Three things, really. First, last year, long-term Museveni rival Dr Kizza Besigye retired as leader of the Forum for Democratic Change (FDC), Uganda’s main opposition party. Besigye is a purist, fastidious, uncompromising, and the NRM folks feared that he would be vengeful if he took power. He was the glue that kept the NRM united behind Museveni.

Besigye was replaced by former army commander and East African Legislative Assembly member Maj-Gen Mugisha Muntu, one of the most modest and mild-mannered men in Kampala.

With the Besigye bogey gone, the NRM’s fear is gone too, and Mugisha now looks like a more suitable leader for a modern Uganda — for both the opposition and a few NRM members.

That has led to the next problem. The pretenders to the throne in the NRM seem to believe that the change of national dynamics caused by FDC’s leadership change diminishes their chances of winning presidential elections in future. Their best chance is now, and that can only happen when “Mzee,” as they call Museveni, vacates the chair.

Thirdly, we are seeing how polities without presidential term limits work. They were scrapped in Uganda in 2005. That, and the reality that the NRM is a military party, means the nation has no clear path to change of leadership.
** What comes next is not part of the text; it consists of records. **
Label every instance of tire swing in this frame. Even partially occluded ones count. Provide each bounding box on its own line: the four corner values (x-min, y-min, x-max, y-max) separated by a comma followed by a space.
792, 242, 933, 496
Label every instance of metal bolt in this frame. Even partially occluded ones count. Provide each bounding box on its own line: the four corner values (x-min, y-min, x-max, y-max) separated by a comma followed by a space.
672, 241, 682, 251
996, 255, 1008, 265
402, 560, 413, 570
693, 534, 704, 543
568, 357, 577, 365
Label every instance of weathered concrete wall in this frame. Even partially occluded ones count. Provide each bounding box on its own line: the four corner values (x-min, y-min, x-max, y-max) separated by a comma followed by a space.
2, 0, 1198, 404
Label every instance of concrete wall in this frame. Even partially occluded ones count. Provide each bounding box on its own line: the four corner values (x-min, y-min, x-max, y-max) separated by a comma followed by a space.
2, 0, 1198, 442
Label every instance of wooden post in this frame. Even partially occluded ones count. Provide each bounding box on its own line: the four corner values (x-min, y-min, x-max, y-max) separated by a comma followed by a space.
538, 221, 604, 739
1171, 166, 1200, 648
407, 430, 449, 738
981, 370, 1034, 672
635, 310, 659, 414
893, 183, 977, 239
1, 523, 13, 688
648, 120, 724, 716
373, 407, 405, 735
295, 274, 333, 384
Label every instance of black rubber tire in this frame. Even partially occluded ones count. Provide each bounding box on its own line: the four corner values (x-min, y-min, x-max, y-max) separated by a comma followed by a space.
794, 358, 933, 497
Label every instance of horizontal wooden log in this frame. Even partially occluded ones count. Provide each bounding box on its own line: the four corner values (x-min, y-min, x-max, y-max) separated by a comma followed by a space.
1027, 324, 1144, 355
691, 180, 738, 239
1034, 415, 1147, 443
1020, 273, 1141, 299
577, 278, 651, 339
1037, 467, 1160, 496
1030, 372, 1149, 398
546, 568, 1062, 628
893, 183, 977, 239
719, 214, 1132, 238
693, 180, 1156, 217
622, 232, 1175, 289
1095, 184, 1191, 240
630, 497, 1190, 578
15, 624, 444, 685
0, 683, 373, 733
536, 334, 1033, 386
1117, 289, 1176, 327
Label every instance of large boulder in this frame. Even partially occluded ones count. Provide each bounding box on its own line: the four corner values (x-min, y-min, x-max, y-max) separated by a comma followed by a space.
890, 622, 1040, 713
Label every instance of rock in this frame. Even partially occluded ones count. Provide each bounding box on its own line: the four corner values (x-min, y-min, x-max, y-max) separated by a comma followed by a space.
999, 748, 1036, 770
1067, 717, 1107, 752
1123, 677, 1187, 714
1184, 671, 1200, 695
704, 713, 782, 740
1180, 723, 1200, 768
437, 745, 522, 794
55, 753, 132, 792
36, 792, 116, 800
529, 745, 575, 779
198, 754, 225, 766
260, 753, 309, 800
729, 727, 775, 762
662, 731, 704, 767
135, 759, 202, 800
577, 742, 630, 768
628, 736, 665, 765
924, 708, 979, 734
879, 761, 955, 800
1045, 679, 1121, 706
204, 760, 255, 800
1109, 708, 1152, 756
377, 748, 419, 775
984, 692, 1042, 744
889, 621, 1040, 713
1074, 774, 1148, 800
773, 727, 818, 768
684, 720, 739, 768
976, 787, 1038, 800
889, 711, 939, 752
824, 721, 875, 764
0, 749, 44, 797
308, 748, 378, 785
That has created too much unpredictability.

With these things, it helps people to calculate the risk of power changing through a coup, a stolen election, a fair poll, the patriarch anointing a successor (like in Saudi Arabia), or the country merely waiting for its ruler to age and die in his sleep, whereupon the courtier or one of his many wives in whose arms he died becomes the ruler.

It is the state of political limbo being created by not knowing the when, rather than the specific manner of how change will happen in Uganda when it does, that is breeding unease.